Culler is working on Baudelaire’s masterwork, Les Fleurs du mal (The Flowers of Evil). He wants to take on the critical analysis of Walter Benjamin, a German critic writing in the 1930s. “Benjamin’s essays on Baudelaire are symptomatic readings,” Culler explains. “He doesn’t credit Baudelaire with any insights of his own. But instead he finds his work to be a potent reflection of the tensions and social and political forces of nineteenth-century France. Evil and the figure of Satan are very important in these poems, but Benjamin dismisses all that as simply a nonconformist attitude on Baudelaire’s part. And he has little interest in these poems as poetry rather than as symptoms of conditions under capitalism.”
Culler hopes to swing the popular critical interpretation of Baudelaire’s work away from Benjamin’s lens of sociopolitical forces and nascent capitalism toward what Culler sees as the poet’s emphasis on lyrical performances. Baudelaire’s emphasis grapples with the problems of understanding the human condition within the Christian framework of the centrality of sin.
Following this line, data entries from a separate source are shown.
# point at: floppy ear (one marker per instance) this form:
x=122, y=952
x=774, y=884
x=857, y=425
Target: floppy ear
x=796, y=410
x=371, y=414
“Benjamin is extremely popular these days, and people are always warning me that even if I have good points to make about his failure to comprehend Baudelaire, I won’t triumph,” Culler says. “They tell me even if I win the battle, I will lose the war. That doubtless is true, but it won’t stop me from continuing.”
The Optional Narrator
Culler’s readiness to take on Benjamin is typical of his eagerness to add to the scholarship of his discipline. Even as he reaches the end of a long career, he’s still finding new ideas to champion. One of them is his interest in a nascent movement in narratological circles called optional narrator theory. This theory challenges the notion that all narratives have a narrator, even if there is no character who narrates. In other words, a novel like Pride and Prejudice, for instance, isn’t narrated by Jane Austen but by Austen’s narrator.
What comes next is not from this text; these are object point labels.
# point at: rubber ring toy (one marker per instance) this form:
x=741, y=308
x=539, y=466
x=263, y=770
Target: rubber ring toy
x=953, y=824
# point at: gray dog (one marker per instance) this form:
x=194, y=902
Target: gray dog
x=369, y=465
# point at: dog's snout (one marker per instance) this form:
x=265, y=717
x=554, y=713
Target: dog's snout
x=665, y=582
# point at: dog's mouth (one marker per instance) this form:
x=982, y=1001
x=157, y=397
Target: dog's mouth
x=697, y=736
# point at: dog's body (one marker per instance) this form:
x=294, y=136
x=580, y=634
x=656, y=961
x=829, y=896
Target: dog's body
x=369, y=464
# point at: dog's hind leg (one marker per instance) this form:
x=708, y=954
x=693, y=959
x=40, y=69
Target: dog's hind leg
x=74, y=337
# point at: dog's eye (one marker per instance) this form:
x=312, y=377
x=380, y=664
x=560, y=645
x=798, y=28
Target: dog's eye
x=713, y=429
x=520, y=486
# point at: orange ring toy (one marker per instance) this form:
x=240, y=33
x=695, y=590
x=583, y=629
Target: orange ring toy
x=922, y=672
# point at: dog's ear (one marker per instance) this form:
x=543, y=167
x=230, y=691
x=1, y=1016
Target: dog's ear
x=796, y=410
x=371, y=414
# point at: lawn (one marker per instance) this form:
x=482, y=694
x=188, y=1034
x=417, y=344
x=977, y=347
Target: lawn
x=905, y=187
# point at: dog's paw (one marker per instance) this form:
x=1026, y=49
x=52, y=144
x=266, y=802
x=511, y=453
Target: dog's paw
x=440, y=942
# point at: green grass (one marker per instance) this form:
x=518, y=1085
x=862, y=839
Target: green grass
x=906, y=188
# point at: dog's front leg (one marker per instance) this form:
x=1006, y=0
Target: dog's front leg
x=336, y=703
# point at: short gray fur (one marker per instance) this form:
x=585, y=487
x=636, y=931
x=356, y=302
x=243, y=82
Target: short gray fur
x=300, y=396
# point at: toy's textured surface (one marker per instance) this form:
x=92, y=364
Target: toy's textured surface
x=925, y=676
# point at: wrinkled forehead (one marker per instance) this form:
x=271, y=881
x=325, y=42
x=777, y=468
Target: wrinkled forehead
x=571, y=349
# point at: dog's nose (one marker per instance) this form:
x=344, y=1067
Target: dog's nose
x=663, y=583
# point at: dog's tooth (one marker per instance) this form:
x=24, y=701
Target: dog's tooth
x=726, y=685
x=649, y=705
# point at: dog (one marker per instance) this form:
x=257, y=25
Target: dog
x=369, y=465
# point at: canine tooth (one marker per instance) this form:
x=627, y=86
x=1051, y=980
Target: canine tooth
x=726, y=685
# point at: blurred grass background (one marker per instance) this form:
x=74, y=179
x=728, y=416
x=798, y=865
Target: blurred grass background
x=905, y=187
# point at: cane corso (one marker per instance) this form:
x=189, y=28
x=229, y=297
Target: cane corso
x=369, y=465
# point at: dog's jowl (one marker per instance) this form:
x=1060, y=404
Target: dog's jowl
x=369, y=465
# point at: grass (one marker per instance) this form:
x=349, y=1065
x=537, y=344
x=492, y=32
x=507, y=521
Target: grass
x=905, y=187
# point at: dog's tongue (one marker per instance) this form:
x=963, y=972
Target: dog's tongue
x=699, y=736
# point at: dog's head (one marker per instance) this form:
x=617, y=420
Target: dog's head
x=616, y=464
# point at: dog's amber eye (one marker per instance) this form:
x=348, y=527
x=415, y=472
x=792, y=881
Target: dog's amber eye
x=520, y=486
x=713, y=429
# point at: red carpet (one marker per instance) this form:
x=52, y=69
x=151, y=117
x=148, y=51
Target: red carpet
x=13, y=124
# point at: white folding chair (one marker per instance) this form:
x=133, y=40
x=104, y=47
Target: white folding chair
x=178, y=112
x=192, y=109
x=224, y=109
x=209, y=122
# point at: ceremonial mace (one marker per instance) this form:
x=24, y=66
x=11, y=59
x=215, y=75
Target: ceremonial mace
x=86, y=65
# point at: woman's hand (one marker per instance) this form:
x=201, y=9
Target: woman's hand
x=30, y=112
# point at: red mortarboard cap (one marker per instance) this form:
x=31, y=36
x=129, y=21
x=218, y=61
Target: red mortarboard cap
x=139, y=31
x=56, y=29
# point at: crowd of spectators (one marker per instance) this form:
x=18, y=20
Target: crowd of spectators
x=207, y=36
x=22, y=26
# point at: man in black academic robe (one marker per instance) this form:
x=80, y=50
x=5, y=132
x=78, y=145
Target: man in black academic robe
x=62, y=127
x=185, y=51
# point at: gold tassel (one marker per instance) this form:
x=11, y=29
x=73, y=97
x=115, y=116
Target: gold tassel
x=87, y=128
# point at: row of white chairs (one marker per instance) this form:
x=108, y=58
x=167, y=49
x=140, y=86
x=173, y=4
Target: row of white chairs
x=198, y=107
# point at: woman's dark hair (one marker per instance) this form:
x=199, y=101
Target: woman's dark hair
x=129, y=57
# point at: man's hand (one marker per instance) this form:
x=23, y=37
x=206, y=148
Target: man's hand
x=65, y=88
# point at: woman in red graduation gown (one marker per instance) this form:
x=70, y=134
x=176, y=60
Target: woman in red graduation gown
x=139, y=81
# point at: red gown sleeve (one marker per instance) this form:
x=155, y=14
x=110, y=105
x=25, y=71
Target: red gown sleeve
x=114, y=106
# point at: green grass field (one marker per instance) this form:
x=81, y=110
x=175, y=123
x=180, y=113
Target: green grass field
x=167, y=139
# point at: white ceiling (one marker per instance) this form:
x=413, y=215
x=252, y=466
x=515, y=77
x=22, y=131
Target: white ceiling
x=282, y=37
“It seems worth attempting to reverse it in order to think more seriously about authorial choices and also to restore the rights of the ordinary reader against a professional literary criticism.”
“Students do not naturally imagine a narrator but have to be trained to think this way,” Culler says. “Exercises have to be created for them that say, ‘Look at what the novel says; what does the narrator know?’ And then they start characterizing the narrator as if the narrator has knowledge of a particular world when, of course, what the narrator knows is what Austen stipulated would happen in the book. It’s an artificial construction we’ve devised, and it seems worth attempting to reverse it in order to think more seriously about authorial choices and also to restore the rights of the ordinary reader against a professional literary criticism.”
The Rights of the Ordinary Reader
The rights of the ordinary reader inform the social role of lyric poetry, as well, Culler says. He points out that when terrorists attacked the World Trade Center in New York City on September 11, 2001, many people turned to W. H. Auden’s poem “September 1, 1939.” They quoted lines that applied particularly well to the situation, for instance: “The unmentionable odor of death/Offends the September night.” But at the same time, the poem has other lines people did not mention and which could even be seen as unacceptable by many, for example: “I and the public know/What all schoolchildren learn/Those to whom evil is done/Do evil in return.”
“I’m interested in how poems like ‘September 1, 1939’ are taken over and quoted and passed around, but the meaning they are given in the social context may have very little to do with what a sensible person looking at them carefully would see in them,” Culler says. “Which just goes to show that we need to think about how poems function for readers. They aren’t primarily objects of interpretation, since their social resonance may have very little to do with what they actually say.”